Toward Asia's Security

GIVEN Asia's growing economic strength, it comes as little surprise that several countries there are making tentative moves to develop a way to discuss regional security issues.

Recently, Japan and members of the Association of Southeast Asian Nations (ASEAN) met in Singapore to discuss security topics. Among those of most immediate concern were the high levels of piracy at sea, the threat that the Khmer Rouge continues to pose in Cambodia, and especially North Korea's decision to withdraw from the Nuclear Non-Proliferation Treaty (NPT) next month.

Of broader concern, however, is the arms race that prosperity has fueled to defend economic gains.

That the initiative for the meeting came from Japan is encouraging. It is another signal, along with its role in United Nations efforts in Cambodia, that Japan is slowly taking a more active role in regional affairs, one commensurate with its economic influence.

While bitter memories of their treatment by Japan during World War II remain, the ASEAN nations' willingness to hold the meeting also suggests that a recognition of the need to defend the region's economic and political progress is gaining strength.

Still at issue, according to one report, is whether to include China and Vietnam in any future meetings. The answer should be yes. Given their geopolitical roles in the region and their economic potential, leaving them out of security discussions would be a mistake, while including them would bring them into yet another forum where market-based economics and democratic principles are the norm.

The Clinton administration has expressed its support for Asians' efforts to develop a forum for dealing with regional security issues, as well as its desire to remain fully engaged in the region.

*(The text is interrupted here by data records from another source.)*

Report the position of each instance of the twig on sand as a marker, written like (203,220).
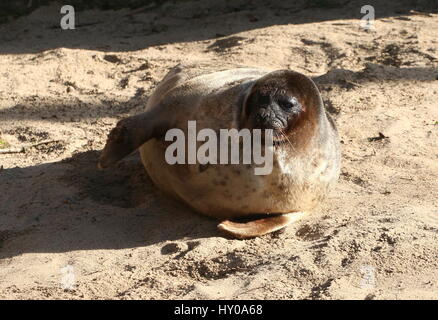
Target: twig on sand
(25,147)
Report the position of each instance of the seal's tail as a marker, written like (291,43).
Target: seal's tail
(259,227)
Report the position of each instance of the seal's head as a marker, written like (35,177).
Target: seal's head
(286,102)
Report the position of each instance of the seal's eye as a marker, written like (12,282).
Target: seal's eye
(290,105)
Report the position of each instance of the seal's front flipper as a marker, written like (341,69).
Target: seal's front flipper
(129,134)
(258,227)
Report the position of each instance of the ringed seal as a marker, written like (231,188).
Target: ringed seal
(306,150)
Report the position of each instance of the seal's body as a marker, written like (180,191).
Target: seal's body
(306,158)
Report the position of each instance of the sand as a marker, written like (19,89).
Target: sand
(68,231)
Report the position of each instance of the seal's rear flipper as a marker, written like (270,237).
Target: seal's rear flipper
(258,227)
(129,134)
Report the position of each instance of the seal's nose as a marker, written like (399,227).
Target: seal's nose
(266,119)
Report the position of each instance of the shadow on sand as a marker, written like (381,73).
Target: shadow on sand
(70,205)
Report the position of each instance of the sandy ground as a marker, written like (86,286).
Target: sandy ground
(68,231)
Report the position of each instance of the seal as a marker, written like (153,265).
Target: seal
(306,149)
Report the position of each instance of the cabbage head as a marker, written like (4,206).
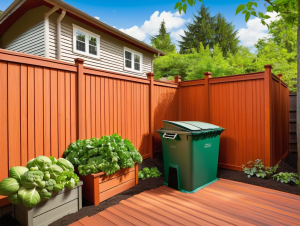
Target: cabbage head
(42,162)
(14,199)
(50,184)
(17,171)
(30,164)
(30,197)
(45,194)
(31,179)
(9,186)
(55,171)
(65,165)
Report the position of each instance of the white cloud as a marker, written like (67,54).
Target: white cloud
(151,27)
(255,30)
(176,34)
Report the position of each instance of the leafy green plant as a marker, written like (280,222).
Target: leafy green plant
(36,182)
(258,169)
(107,154)
(147,173)
(286,177)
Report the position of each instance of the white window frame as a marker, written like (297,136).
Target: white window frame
(132,60)
(87,34)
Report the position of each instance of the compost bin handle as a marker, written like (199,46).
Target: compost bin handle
(170,135)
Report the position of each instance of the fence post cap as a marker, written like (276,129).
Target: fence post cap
(207,73)
(79,61)
(268,66)
(150,74)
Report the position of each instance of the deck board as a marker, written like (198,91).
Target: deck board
(224,202)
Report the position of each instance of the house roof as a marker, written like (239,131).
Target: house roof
(19,7)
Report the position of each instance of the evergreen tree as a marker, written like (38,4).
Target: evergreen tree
(209,31)
(162,41)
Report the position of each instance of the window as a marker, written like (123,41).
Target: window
(86,42)
(132,60)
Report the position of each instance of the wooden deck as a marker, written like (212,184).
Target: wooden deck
(223,203)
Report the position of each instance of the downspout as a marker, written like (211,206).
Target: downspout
(47,14)
(58,33)
(152,68)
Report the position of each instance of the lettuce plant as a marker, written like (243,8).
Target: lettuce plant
(37,181)
(107,154)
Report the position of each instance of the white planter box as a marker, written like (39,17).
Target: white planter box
(65,202)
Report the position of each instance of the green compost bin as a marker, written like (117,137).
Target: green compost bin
(190,153)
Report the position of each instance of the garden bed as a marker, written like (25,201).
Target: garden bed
(288,165)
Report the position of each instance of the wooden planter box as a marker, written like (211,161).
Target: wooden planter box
(65,202)
(99,187)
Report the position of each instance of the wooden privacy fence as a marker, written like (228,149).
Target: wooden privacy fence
(293,122)
(47,104)
(253,109)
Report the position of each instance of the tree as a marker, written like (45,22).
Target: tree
(287,9)
(162,41)
(209,31)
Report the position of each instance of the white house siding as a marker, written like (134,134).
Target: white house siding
(27,34)
(111,49)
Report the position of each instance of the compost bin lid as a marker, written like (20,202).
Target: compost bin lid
(192,125)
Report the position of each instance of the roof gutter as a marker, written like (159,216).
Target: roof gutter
(11,9)
(115,31)
(47,14)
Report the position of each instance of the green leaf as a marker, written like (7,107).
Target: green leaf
(239,9)
(254,13)
(249,5)
(177,5)
(184,8)
(261,15)
(180,9)
(270,8)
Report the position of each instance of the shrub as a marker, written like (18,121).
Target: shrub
(258,169)
(107,154)
(287,177)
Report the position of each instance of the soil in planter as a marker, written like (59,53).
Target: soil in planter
(288,165)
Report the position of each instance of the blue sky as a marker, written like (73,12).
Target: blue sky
(132,16)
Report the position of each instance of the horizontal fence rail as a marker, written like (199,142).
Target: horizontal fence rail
(47,104)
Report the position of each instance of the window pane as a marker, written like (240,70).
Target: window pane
(136,66)
(80,46)
(136,58)
(80,41)
(128,63)
(80,36)
(93,50)
(128,55)
(93,41)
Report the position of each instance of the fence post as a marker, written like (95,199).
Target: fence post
(280,118)
(268,119)
(80,99)
(150,76)
(177,79)
(208,75)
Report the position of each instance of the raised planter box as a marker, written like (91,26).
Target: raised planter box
(65,202)
(99,187)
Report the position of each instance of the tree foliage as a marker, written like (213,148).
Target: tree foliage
(209,30)
(162,41)
(279,50)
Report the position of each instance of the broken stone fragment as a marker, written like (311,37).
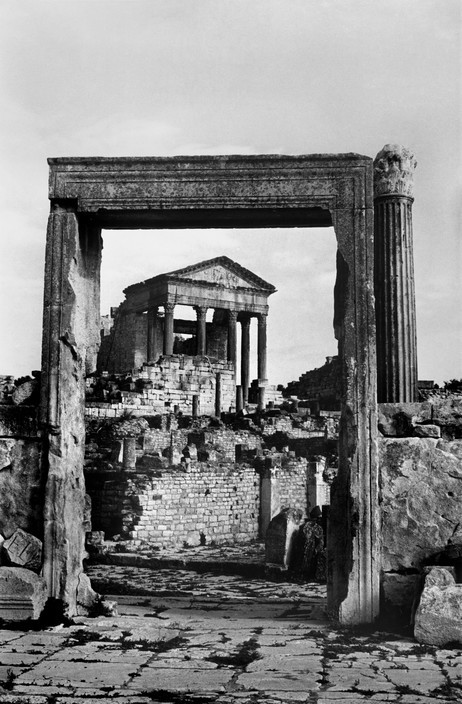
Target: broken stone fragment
(86,595)
(281,537)
(6,452)
(427,431)
(87,514)
(24,550)
(24,392)
(438,619)
(22,594)
(131,428)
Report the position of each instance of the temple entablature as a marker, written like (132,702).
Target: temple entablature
(146,325)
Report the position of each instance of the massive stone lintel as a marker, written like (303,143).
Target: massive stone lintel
(235,191)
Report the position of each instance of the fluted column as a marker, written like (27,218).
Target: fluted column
(201,313)
(394,275)
(245,358)
(152,345)
(168,328)
(232,319)
(262,380)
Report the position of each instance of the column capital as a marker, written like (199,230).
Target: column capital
(394,169)
(262,318)
(201,311)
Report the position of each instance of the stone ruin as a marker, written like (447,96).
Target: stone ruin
(395,500)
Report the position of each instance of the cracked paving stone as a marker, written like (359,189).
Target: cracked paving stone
(422,681)
(278,681)
(344,678)
(180,680)
(78,674)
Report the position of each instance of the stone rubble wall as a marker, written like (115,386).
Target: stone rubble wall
(21,489)
(293,486)
(173,507)
(170,382)
(321,385)
(420,456)
(311,427)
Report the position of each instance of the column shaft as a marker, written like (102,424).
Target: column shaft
(394,276)
(245,358)
(232,318)
(395,300)
(201,313)
(152,343)
(262,348)
(168,328)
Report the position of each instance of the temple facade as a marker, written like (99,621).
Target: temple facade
(145,330)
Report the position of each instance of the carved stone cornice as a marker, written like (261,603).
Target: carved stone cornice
(394,169)
(201,311)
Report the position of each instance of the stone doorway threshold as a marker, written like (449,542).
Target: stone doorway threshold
(245,559)
(204,638)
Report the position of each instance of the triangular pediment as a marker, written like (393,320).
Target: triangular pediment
(222,271)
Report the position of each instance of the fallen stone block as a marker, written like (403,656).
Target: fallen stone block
(23,392)
(281,537)
(427,431)
(438,619)
(24,550)
(22,594)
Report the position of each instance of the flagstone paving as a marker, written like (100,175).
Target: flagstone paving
(183,637)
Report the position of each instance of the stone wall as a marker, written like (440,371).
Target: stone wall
(174,507)
(421,491)
(320,386)
(172,381)
(293,485)
(21,489)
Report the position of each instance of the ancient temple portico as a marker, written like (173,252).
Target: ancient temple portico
(235,294)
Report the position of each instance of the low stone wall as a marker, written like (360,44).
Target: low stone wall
(172,382)
(420,491)
(173,507)
(21,490)
(293,486)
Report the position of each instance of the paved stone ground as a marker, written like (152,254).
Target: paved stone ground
(192,637)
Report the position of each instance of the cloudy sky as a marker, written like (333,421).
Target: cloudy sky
(168,77)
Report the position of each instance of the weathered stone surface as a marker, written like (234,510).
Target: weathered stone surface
(131,428)
(438,619)
(252,190)
(280,537)
(308,558)
(22,594)
(399,593)
(87,514)
(24,550)
(6,454)
(421,496)
(394,169)
(427,431)
(23,392)
(86,596)
(18,421)
(21,494)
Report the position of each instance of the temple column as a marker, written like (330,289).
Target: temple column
(152,335)
(232,319)
(168,328)
(201,312)
(70,340)
(394,275)
(262,380)
(245,358)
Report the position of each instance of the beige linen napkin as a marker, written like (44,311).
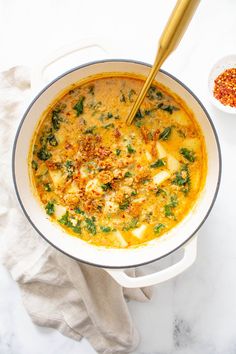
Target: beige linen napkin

Indeed, the State Department announced May 24 that top United States officials are scheduled to meet with North Korean representatives in Washington June 2 to try to convince Pyongyang to reverse its NPT decision.

This effort, which includes Japan, China, and South Korea, serves as a reminder to those in Washington who want the US to reduce its military commitment overseas that, even as Asians begin to evolve their own approach to regional security, the United States role there remains vital.